Elena regarded him without emotion. He seemed to be in his early forties, his hair a little gray at his temples, not so noticeable because it was not dark. There was nothing remarkable about him at all. Then she noticed shadows in his face. The war had cost him, too.

“What sort of opinions do you want?” He was suddenly completely serious.

“What do you have?” She kept her voice light. “Comfortable ones? No, of course not. We learned the cost of that with the Great War. We won’t make all those mistakes again.”

“That’s naïve,” he retorted. “We make the same mistakes all the time. All right, yes, there probably will be another war. Or more accurately, a continuation of the same one, after a decent interval when there’s a new generation to sacrifice, and new people in government who think that somehow they will do it differently this time.”

“Isn’t that awfully cynical?” she asked. “Or is that only you saying it? You think that world-weariness and wisdom are the same thing?”

“That’s harsh,” he observed. They were still walking away from the embassy, and he was still holding her arm too tightly for her to break away.

“Don’t pretend you’re hurt,” she replied. “Did you expect me to swallow that whole?” She was very aware of being younger than he was, and comparatively naïve. Margot thought Elena was waiting for tomorrow to have fun, to do all the dancing and wild things young people should do, except that there was not going to be a tomorrow. The difference between them was that Elena was not interested in pretending.

“I expected you to argue,” the man said quite genuinely. “If I agreed with you, it would put you in an untenable position of having to contradict yourself. No gentleman should do that to a lady.”

She was not sure whether to laugh or to be angry. Was he deliberately baiting her? Yes. She was quite certain that he was. A wave of anger rose in her. She didn’t have to be polite to this man. For once, she could say what she thought.

Then she saw a couple of Brownshirts walking toward them, more or less in the middle of the path. She and this man would have to step aside and let them pass. Would this Englishman have the sense to do that? He was graceful, casual, but he had the arrogance of one used to privilege. He would not be accustomed to the idea of stepping out of the way of bullies, just because they were in uniform. If he had been in Berlin any length of time, he must know their power, surely? Or maybe he was going to hand her over to them? She tensed her whole body in an effort to break free, but he seemed to be expecting it, and he was far too strong for her.

She looked around. There were students coming the other way, a degree of expectation in their faces.

The Brownshirts were only yards from them.

Elena stepped toward the curb and the Englishman kept his grip on her arm. “Don’t cause trouble!” she said to him sharply, but in so low a voice she hoped not to be overheard. “We can’t afford to annoy them!” Please God, he had no idea how much she could not afford it.

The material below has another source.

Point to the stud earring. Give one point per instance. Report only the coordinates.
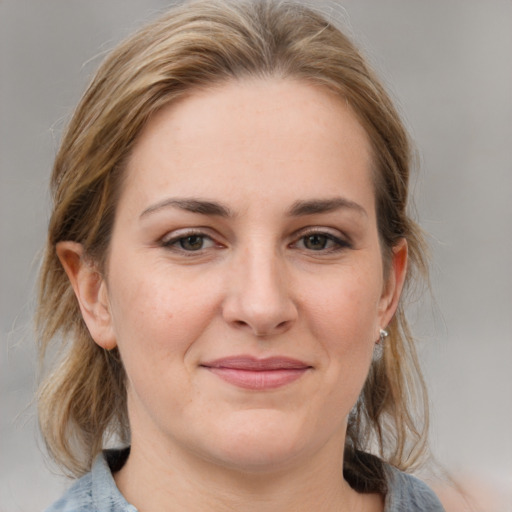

The students, if that was what they were, had stopped and were eagerly awaiting the coming test of strength. There was a sickening excitement in them, eyes glittering, bodies tense. Like a sliver of last night’s madness sharply piercing the body.

The Brownshirts stopped, as if Elena and the Englishman were in their way. One of them put out his hand and closed it roughly on Elena’s wrist.

The Englishman stood absolutely still, his eyebrows slightly raised. “Your name and rank?” he asked the Brownshirt, his voice crisp. He spoke German again now, but with a slightly different accent from the Brownshirt, and he stood very straight, back stiff, chin high.

The Brownshirt was taken by surprise. “Johann Hartwig. Who are you?”

“Did Herr Doktor Goebbels send you?” the Englishman asked, ignoring the question.